Be sure to ground your claims in specifics so the gremlins have no place to land. Don't mistake this for a matter of style. It is a structural defence. Specificity yields sentences that could only come from someone with knowledge of the subject. Generic language of significance could be applied to any old thing. Your reader will be making that measurement one way or another, whether they are conscious of it or not.

The gremlin census

If you are in the process of putting together or overhauling a writing protocol, you will want to review the research on high-risk patterns. We are not talking about an exhaustive list of proscribed terms so much as the clusters that give something its statistical fingerprint.

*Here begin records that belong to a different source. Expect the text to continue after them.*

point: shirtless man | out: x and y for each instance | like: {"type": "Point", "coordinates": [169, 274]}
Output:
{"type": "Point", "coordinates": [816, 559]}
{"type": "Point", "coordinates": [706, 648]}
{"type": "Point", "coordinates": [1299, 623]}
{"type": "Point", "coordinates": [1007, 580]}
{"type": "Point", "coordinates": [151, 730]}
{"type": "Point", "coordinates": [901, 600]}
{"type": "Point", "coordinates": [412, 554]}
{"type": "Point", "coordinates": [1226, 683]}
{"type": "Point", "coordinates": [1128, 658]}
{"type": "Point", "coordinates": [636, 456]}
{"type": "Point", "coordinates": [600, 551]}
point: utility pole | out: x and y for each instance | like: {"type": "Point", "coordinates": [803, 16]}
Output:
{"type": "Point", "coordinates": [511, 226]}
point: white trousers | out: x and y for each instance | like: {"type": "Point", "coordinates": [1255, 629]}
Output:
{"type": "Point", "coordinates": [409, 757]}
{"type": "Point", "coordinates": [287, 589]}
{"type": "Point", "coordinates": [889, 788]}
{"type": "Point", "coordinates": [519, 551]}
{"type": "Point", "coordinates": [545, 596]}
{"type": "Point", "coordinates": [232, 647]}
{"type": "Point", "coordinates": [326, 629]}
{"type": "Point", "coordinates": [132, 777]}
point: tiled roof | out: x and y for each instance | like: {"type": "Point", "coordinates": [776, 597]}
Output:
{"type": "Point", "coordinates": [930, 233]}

Take the vocabulary with the most pronounced AI tell: words like delve, tapestry, underscore, showcase and pivotal come to mind, as do intricate, meticulous, realm, bolster, garner and interplay. You will also spot boasts where one might simply say 'has', or where 'navigate' is used in a metaphorical sense. Then there is the matter of empower, unlock, unleash and unprecedented. And for those looking to put a spin on 'is' or 'has', they tend to reach for serves as, stands as, functions as, marks, represents, features or offers.

The structure tells a story too. We see comma-plus-participial constructions and negative parallelism ('not X but Y' and the like). There is a tendency toward unearned profundity in transitions such as 'But here's the thing' or 'The real question is...', along with formulaic ways to end a section and significance statements that lack evidence to support them. Don't forget the reflexive tricolon or the old 'challenges and future prospects' routine.

As for punctuation and formatting, em dashes and an over-reliance on semicolons are red flags, as is unexplained bolding or the use of emoji in a professional setting. At the document level you may find uniform paragraph lengths and openings, even idea density, hedging in clusters and transitions that are just a bit too smooth.

Living with the gremlins

You are not going to eliminate AI patterns entirely when using AI tools. The gremlins are architectural. What you can do is learn what they look like, edit for them specifically and build enough specificity into your output that the clusters cannot form.

The people reading your work are getting better at spotting patterns faster than the models are at hiding them. That asymmetry is the thing to pay attention to.